Copyright gives the creators of original literary, dramatic, musical, and artistic “works” (whether they are published or unpublished) the exclusive legal right to control if and how other people copy, adapt, distribute, display, and broadcast those works.
Works covered by copyright include, among many other things, comic books, novels, poems, plays, choreography, musical compositions, paintings, photographs, architecture, software, databases, technical plans, and maps.
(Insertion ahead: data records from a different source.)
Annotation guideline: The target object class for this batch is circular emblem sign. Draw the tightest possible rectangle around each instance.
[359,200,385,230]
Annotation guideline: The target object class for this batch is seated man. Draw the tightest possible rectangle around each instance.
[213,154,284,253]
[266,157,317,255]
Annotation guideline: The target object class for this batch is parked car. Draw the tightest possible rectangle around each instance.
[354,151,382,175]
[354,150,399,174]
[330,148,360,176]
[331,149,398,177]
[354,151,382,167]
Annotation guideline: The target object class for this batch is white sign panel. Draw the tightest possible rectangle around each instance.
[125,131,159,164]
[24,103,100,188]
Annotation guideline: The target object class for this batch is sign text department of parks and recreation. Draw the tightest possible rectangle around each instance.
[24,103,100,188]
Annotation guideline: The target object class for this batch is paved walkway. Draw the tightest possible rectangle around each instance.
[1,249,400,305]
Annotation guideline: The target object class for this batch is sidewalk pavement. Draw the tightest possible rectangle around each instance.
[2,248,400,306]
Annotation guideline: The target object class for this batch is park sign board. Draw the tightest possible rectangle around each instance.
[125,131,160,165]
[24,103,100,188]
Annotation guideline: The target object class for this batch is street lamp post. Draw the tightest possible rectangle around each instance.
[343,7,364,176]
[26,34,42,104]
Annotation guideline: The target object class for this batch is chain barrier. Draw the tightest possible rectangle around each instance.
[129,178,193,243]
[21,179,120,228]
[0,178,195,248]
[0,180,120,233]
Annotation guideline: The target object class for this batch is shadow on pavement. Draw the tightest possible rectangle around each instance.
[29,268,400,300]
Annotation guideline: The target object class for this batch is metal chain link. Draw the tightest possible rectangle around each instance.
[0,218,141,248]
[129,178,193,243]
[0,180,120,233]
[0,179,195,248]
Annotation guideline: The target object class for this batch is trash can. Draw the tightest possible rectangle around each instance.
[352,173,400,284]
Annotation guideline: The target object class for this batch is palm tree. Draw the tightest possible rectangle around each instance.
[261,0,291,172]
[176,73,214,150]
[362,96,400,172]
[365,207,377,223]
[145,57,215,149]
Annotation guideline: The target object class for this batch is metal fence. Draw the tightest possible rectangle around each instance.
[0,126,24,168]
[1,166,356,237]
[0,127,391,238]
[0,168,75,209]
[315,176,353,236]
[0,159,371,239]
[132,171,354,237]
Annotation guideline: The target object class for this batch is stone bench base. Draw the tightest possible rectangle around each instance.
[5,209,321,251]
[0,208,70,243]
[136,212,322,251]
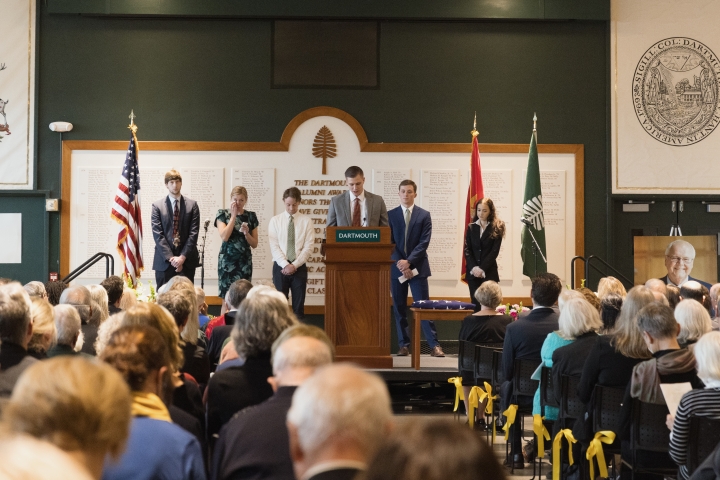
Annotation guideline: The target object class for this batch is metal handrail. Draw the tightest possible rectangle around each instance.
[569,256,586,289]
[584,255,634,289]
[62,252,114,283]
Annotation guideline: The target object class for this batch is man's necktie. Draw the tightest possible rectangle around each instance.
[352,197,361,227]
[287,215,296,263]
[404,208,411,254]
[172,200,180,247]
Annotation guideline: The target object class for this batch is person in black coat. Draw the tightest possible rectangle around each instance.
[464,198,506,311]
[205,287,297,441]
[500,272,562,469]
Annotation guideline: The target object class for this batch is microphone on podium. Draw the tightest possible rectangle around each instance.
[203,219,210,230]
[520,217,532,227]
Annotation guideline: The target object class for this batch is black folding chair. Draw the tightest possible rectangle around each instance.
[621,399,677,479]
[590,385,625,478]
[458,340,478,385]
[686,415,720,476]
[473,345,503,440]
[532,366,557,480]
[507,358,540,473]
[550,375,584,479]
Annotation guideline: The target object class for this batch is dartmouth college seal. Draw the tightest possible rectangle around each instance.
[633,37,720,146]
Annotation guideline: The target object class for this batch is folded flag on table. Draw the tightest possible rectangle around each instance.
[411,300,475,310]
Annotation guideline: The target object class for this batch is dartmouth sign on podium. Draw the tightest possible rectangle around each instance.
[335,229,381,242]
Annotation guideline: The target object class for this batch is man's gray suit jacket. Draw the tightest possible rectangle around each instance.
[326,190,389,228]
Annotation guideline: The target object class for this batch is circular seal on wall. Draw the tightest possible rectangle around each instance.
[632,37,720,146]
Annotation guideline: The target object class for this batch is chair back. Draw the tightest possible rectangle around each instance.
[474,344,503,384]
[631,399,670,452]
[559,375,584,422]
[540,366,559,409]
[687,415,720,475]
[491,348,505,389]
[592,385,625,434]
[458,340,477,380]
[512,358,540,398]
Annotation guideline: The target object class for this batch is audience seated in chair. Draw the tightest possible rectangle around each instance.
[364,417,507,480]
[101,325,206,480]
[213,324,334,480]
[0,282,37,397]
[1,356,132,480]
[0,434,96,480]
[598,275,627,300]
[100,275,125,315]
[668,331,720,479]
[675,299,712,348]
[26,297,56,359]
[47,304,84,358]
[287,363,393,480]
[599,293,623,334]
[500,272,562,469]
[59,285,97,356]
[206,279,253,367]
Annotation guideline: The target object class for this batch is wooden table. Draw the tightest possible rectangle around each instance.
[410,307,474,370]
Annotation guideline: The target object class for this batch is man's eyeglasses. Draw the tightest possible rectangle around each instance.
[666,256,694,265]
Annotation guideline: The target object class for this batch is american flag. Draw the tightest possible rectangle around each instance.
[111,131,144,286]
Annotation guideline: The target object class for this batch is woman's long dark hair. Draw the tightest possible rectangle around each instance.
[472,198,506,239]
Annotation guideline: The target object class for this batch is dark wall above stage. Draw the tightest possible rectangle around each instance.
[25,4,610,284]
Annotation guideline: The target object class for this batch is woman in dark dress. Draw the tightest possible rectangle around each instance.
[458,280,512,420]
[464,198,505,311]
Copyright is Automatic by Law
The creator of an original work does not need to apply for copyright protection or to register the work with the federal government. Also, copyright itself, like all intellectual property rights, may be sold to another person, so the “copyright holder” is not always the work’s creator. As a general rule, anyone who copies, adapts, distributes, displays, or broadcasts the work without the permission of the copyright holder commits “copyright infringement” – which in some situations is also called “piracy.” (There are several exceptions, including a “fair use doctrine” that creates allowances for criticism, parody, commentary, scholarship, news reporting, and search engines.)
Copyright Does not last Forever
In the United States, it generally protects the original work for the lifetime of the work’s creator plus 70 years. (What this means is that anyone who wishes to copy, adapt, distribute, display, or broadcast The Adventures of Tom Sawyer may do so, because its author, Samuel Langhorne Clemens – better known by his pen name, Mark Twain – has been dead for more than a century.)